A few months on, most seem to think the latter! But there are some positive experiences to share too…
Tipping the scales towards Pain:
Charles Christian, Award-winning legal technology journalist
I’ve published there but think LinkedIn has lost the plot, and object to the fact that premium users get to be influencers.
Julian Summerhayes, Consultant | Coach | Speaker
I think people will regret publishing on LinkedIn. What I’ve seen so far doesn’t fill me with much hope that people have thought about their buyer persona, the digital buyer journey and how LinkedIn has treated its users in the past with dumping certain aspects of the platform.
Janet Bebb, Social Media Trainer, Content Manager & Consultant
I’ve not got round to publishing yet. Reason – not even blogged on my own site so hardly likely to blog on LinkedIn. Negatives: Seeing some peoples articles that I’m 1st line connected to that I’d rather not! Benefits: just that, it can get you back in front of your contacts!
Aynsley Damery, Partner, Tayabali Tomlin
Honestly, a pain in addition to the TT blog, status updates, posts, tweets, etc. Agree with the valid concerns in your blog! For me, the idea is good, but… need to focus on 1, 2, 3 [what to write; how to find the time; and being mindful that the content is not under your control].
Tara Taubman, Founder at FlyAKite.org
Technically, just ok. Had trouble editing my first post from iPad and some comments won’t show on iPhone. Also, in a very short time, one day, LinkedIn is saying more than 250 views, so I am a bit sceptical.

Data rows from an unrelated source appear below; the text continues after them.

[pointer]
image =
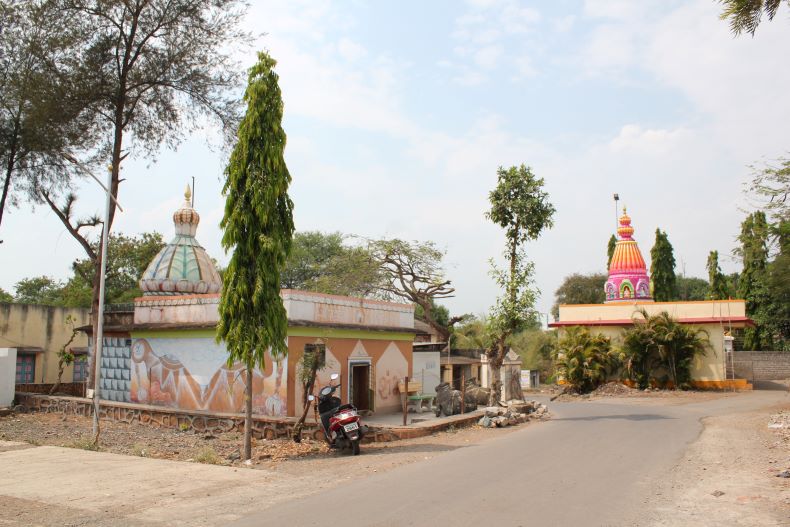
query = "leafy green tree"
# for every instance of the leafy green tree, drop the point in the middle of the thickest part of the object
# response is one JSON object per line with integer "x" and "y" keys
{"x": 5, "y": 296}
{"x": 128, "y": 257}
{"x": 769, "y": 289}
{"x": 717, "y": 282}
{"x": 753, "y": 282}
{"x": 521, "y": 207}
{"x": 658, "y": 343}
{"x": 326, "y": 264}
{"x": 691, "y": 288}
{"x": 535, "y": 347}
{"x": 65, "y": 355}
{"x": 770, "y": 184}
{"x": 745, "y": 15}
{"x": 583, "y": 360}
{"x": 662, "y": 269}
{"x": 43, "y": 118}
{"x": 150, "y": 71}
{"x": 580, "y": 289}
{"x": 610, "y": 250}
{"x": 41, "y": 290}
{"x": 472, "y": 333}
{"x": 258, "y": 229}
{"x": 678, "y": 345}
{"x": 309, "y": 257}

Tipping the scales towards Privilege:
Jennifer Janson, Managing Director at Six Degrees
Despite the fact that I regularly post on the Six Degrees blog, I only rarely get comments. Within 24 hours of adding my first post to LinkedIn, I had comments which included lively debate among the readers. I think that’s priceless. It might mean that I am doing something wrong on my own blog, or more likely, it means that there truly is power in the LinkedIn network. Although it will add greater demands on my time, it’s a wonderful way to stay connected with my connections on LinkedIn, in a meaningful way. I do worry about the fact that my content might one day disappear on the whim of someone at LinkedIn, but while the publisher platform is there, I am going to do my best to use it.
Deb Dobson, Marketing Technology Manager at Fisher & Phillips LLP
My firm and I have been busy writing on the platform. We are seeing an increase in views, engagement and followers. It’s easier to get in front of a target audience and if a post gets picked up by a LinkedIn Pulse Channel than it really gets distributed to those following specific topics. One post got picked up by two channels that were definitely the audience the post was meant for. I would encourage the doubter to consider it one more place to publish on in addition to website/blog. We are using standard [rather than premium accounts].
Paolo Fabrizio, Social CRM I Blogger I Speaker
My opinion was and remains very good. In particular, I’ve experienced positive results in terms of reach, networking and engagement. I set a clear strategy before posting my first article. That was: 1) Writing on LinkedIn only in English; 2) Not copying or mixing any content of my Italian blog; 3) Covering the same topics (social customer care, corporate blog, online reputation). If you don’t have a clear strategy, you won’t get any result. In such cases, just don’t do it!
How are you finding publishing on LinkedIn? Do your experiences tip the scales towards privilege or pain?